Manitoba industries disappointed 'destructive' trade war with U.S. going ahead
Business associations warn of layoffs, higher prices for consumers as Trump moves forward with threat

Some Manitoba business representatives expect the U.S.'s decision to slap a 25 per cent tariff on Canadian goods will harm both sides in the trade war even if they're lifted in the short term.
President Donald Trump said Monday there was "no room left" for Mexico and Canada to stop the levies on exports to the U.S., which came into effect midnight on Tuesday.
"They have the potential to be very destructive to our industry," said Aaron Dolyniuk, executive director of the Manitoba Trucking Association.
About 41 per cent of freight in Manitoba revolves around cross-border trade, Dolyniuk said, with some businesses having already started to slow down amid the U.S. president's tariff threats.
"Short-term impacts are likely going to be very large, hurting a lot of companies," he said.
"I am concerned about some of our members.… They've built their businesses, in some cases over decades, and something like this could have a very large impact in a very short period of time."
The trade relationship between both countries was worth about $1.3 trillion in 2023, with $3.6 billion in goods crossing the border every day.

Terry Shaw, Prairies vice-president for the Canadian Manufacturers & Exporters Association, said a recent CME survey found nearly 50 per cent of respondents would freeze hiring or lay people off if tariffs where imposed.
"We've heard some members are already laying people off," Shaw said.
"In terms of cost absorption, the options are really limited. Just over one in 10 … of our members surveyed nationally say they can fully absorb the tariff costs. But even then, only on a short-term basis."
Trump said he was imposing the tariffs to punish Mexico and Canada because they're not doing enough to stop the flow of drugs and migrants into the U.S.
The U.S. paused them in February after both countries made a series of commitments on border security, including a $1.3-billion border security plan that had been previously announced by the Canadian government.
Consumers will bear costs: Bioscience association
Foreign Affairs Minister Mélanie Joly said Monday the country was ready to impose counter-tariffs against $155 billion in American goods. The first tranche of tariffs went into effect at midnight.
"There is the possibility of being harmed kind of twice," said Andrea Ladouceur, CEO of the Bioscience Association of Manitoba. "We do import a lot of ingredients from the U.S. as well."

The province exported $2.3 billion worth of medicine to the U.S. in 2023 — the biggest export to the U.S. in dollar terms according to provincial statistics.
"What's been talked about in the media from the beginning is [costs] will simply be passed along to consumers," Ladouceur said. "We believe that will happen."
Pork Manitoba braces for worst-case scenario
Cam Dahl, general manager with Manitoba Pork, said the industry is still in "wait-and-see" mode, but that they've been preparing for a worst-case scenario.
Manitoba — the largest pork exporter in Canada — exported about $368 million worth of pork and pork products to the U.S. last year, according to provincial statistics.

Ninety-eight per cent of live hogs exported in 2024 were also destined for the U.S.
"The pork sector supports 22,000 jobs in Manitoba," Dahl said. "It is going to have an impact on jobs across the province … and quite frankly, it's gonna hurt U.S. farmers and … consumers."
Steel distributor hopeful for deal
Justin Copp with Brunswick Steel, a Winnipeg-based steel distributor, said he'd already been bracing for the impact of a looming 25 per cent levy on global steel and aluminum imports to the U.S. set to come into effect on March 12.
The industry was also the target of U.S. levies during the president's first term.
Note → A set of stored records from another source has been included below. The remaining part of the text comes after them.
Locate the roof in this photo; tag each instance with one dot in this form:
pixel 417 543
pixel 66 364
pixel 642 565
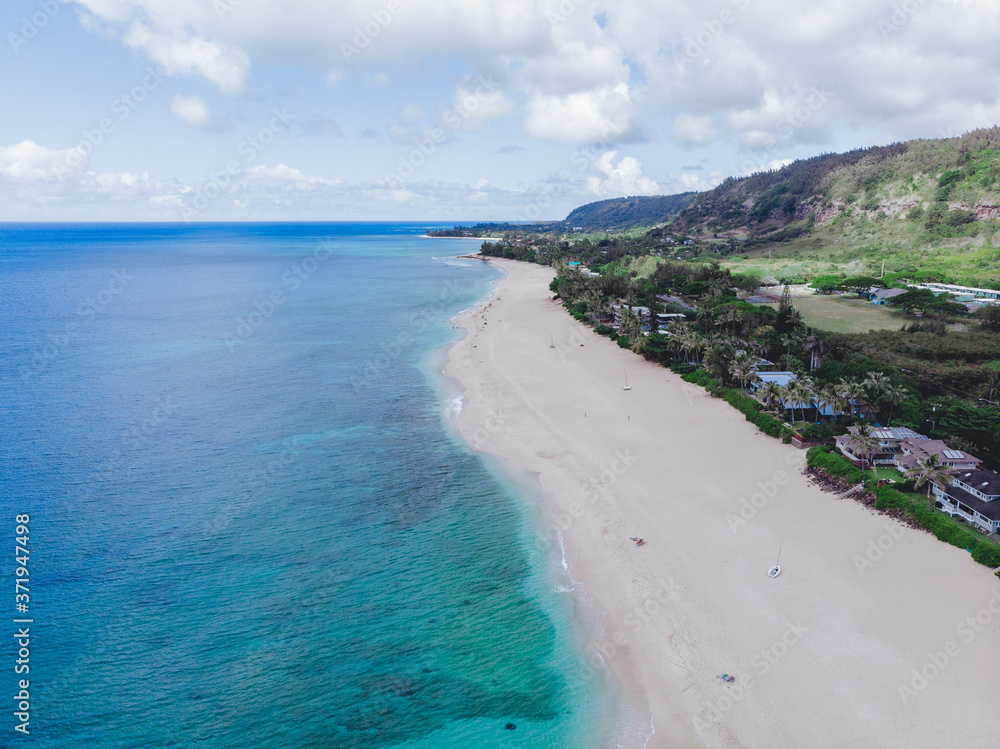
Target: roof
pixel 925 448
pixel 779 378
pixel 988 509
pixel 987 482
pixel 888 293
pixel 891 433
Copp said they are better prepared for a trade war this time around, but that business still has slowed down.
"With the U.S. administration, I take it a little bit with a grain of salt," he said, adding he expects the tariffs won't be in place for too long.
"I'm still hopeful that a deal will be made, [but] even with that, it's going to take a little bit of time to recover from what we've already seen."
Liz Kovach, president of Supply-Build Canada — which represents lumber retailers — said the trade dispute highlights the need to remove of internal trade barriers and other red tape so the country can reduce its dependence on the U.S.
On Saturday, the U.S. said it was launching a new trade investigation into Canadian softwood lumber, potentially opening the industry to more anti-dumping duties in the latest salvo of the nearly half-century trade spat between both countries.
Kovach said the trade war will slow down construction of new housing in Canada and the U.S.
The tariffs will "inflate prices, and it might create some delays in decision-making, or it might halt some projects completely," Kovach said.
"Thirty per cent of the material we produce in Canada goes south of the border," she said. "We know that that extra 25 per cent … is definitely going to hurt their economy."